The main options for publishing a tabletop rpg are:
Get a publisher - get an existing company to do it. You have to negotiate with them on payment, who retains copyright of the game and so forth.
Pros: You don't have to worry about marketing, printing, layout or distribution!
Con: Less potential revenue for you. Less control over the game. Also, you want to market the game yourself anyway, to boost sales. The ideal situation is that you and the publisher work together to market the game.
Give it away online for free - get some webspace and do it. No money though.
Self publishing - you do everything yourself.
Pros: You control the game and keep the all the revenue yourself.
Cons: You have to do everything or get people to do it for you.

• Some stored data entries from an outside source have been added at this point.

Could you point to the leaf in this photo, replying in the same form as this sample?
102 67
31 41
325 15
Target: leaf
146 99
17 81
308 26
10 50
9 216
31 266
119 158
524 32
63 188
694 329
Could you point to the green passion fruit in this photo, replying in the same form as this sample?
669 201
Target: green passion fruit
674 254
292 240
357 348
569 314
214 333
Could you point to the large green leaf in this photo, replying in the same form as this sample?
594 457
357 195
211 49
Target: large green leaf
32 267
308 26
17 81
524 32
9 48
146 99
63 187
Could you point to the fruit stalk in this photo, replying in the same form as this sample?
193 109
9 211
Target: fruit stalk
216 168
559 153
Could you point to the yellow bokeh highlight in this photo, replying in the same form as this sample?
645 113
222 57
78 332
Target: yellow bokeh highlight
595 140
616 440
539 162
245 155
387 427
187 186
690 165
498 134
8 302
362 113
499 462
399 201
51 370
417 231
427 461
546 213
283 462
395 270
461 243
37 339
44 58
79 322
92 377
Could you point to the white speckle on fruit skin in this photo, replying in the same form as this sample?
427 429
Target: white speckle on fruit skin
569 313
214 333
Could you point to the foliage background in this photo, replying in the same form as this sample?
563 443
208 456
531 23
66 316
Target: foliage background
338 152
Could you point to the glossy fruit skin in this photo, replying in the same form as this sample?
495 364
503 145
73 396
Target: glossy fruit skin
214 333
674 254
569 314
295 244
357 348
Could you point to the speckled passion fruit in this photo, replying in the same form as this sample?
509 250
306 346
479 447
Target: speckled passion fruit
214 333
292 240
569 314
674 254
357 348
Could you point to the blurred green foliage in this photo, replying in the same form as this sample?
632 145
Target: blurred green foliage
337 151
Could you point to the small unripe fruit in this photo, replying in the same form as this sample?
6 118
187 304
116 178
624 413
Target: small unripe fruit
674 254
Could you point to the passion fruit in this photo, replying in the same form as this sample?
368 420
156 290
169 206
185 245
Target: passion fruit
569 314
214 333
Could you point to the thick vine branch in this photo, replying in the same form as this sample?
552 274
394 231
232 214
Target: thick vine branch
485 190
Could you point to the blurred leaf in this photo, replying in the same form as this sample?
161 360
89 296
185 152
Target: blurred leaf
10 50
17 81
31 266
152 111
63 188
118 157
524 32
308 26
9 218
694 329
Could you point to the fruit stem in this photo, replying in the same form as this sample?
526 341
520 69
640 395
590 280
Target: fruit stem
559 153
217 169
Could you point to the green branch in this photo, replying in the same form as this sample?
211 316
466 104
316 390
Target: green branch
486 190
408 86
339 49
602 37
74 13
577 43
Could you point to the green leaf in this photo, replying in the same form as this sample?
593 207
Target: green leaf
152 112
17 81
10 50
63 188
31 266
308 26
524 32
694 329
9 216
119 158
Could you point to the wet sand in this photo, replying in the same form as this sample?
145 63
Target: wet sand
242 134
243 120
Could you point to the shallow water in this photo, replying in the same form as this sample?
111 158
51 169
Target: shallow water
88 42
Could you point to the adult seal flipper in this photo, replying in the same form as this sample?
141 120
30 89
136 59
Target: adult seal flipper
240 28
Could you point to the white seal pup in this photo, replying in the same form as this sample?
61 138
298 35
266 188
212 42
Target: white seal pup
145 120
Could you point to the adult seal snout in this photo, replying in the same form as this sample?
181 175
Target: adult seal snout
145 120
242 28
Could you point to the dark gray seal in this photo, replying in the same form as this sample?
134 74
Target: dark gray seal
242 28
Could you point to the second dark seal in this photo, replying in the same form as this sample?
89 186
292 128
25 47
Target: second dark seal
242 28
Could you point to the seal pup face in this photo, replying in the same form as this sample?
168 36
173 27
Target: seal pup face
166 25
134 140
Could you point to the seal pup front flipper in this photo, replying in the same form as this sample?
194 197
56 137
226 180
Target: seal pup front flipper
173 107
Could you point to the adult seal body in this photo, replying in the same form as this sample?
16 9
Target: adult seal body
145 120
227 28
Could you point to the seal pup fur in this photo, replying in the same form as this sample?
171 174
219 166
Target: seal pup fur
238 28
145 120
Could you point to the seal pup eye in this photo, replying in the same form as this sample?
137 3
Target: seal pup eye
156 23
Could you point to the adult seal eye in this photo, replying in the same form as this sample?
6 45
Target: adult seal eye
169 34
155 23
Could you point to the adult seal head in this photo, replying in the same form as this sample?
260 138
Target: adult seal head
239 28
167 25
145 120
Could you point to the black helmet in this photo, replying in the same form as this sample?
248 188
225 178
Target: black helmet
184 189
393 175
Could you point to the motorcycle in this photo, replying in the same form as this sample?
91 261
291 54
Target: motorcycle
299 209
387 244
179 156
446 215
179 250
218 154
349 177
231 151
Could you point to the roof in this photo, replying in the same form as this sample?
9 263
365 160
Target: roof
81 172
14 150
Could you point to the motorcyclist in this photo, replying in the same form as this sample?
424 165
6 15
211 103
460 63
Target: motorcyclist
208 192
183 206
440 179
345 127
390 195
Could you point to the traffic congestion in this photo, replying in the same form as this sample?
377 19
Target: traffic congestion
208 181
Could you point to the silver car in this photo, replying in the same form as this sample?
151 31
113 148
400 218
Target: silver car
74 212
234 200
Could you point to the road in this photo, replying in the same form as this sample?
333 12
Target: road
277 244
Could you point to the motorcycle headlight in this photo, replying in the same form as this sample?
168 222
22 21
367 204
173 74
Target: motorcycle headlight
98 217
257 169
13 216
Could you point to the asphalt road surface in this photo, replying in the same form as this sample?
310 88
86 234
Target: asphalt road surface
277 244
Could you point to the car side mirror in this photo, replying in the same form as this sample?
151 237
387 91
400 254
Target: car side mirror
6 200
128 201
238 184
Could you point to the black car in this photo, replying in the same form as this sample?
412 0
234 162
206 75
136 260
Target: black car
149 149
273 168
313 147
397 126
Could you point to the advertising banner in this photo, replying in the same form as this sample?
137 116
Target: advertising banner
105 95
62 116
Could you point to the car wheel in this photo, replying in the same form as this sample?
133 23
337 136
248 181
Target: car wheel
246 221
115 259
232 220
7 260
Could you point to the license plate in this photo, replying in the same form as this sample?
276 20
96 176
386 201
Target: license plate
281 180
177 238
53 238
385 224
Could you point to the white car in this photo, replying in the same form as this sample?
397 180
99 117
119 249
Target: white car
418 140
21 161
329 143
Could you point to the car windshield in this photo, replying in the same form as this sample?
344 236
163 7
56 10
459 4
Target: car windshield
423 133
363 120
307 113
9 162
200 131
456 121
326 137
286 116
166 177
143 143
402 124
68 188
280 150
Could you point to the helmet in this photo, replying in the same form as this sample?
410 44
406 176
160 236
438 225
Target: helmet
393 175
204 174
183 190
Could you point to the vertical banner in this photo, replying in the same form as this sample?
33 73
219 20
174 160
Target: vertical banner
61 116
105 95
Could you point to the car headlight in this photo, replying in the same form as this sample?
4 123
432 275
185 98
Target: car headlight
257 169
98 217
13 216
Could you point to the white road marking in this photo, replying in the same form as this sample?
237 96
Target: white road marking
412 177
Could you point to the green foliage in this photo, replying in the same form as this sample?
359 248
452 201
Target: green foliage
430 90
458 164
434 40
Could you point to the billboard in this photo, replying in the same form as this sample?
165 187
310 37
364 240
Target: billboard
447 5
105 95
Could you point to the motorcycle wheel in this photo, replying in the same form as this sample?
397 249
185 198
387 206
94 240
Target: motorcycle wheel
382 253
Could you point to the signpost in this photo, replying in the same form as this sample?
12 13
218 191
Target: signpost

Normally self publishing is considered vanity publishing and looked down on in the publishing world. Self publishing in the RPG industry is not looked down on and many respected writers do it.
When self publishing, you have a few venues for publication. (also check out
http://www.indiepressrevolution.com/xcart/help.php?section=about )
PDFs - sites like rpgnow.com sell PDFs for a percentage of sales. Don't try to sell PDFs yourself, because setting up a secure merchant website is a pain and sites like rpgnow get a lot more traffic and paying customers than you will.
Offset printing - traditional commercial printing. You go to a printer and print a few hundred or thousand copies of your book. Depending on your options, this will cost a few bucks or more per book printed.
Print on Demand (POD) - go to a site like lulu or createspace and upload your book as a PDF. Then when a customer wants a physical copy of your book, they can order it and the POD company prints 1 copy and mails it to your customer.
Pros and cons
Offset gets you a much better percentage of the sales - a book might cost you 3 dollars to print but you can sell it for 20 bucks. In POD, you might only see 5 dollars of that sale. However, with offset, you have to invest upfront, store the books, worry about mailing and so on.
Some POD companies like Lulu let you offset print as well.
This is just barely scratching the surface of publishing.
Before you get into ANY of this, you need to answer a few questionsWhat is my goal with this game?
What do I have to do to MAKE it first? - writing, editing, layout, art, playtesting.
How serious am I in terms of investing my time, effort and money into it?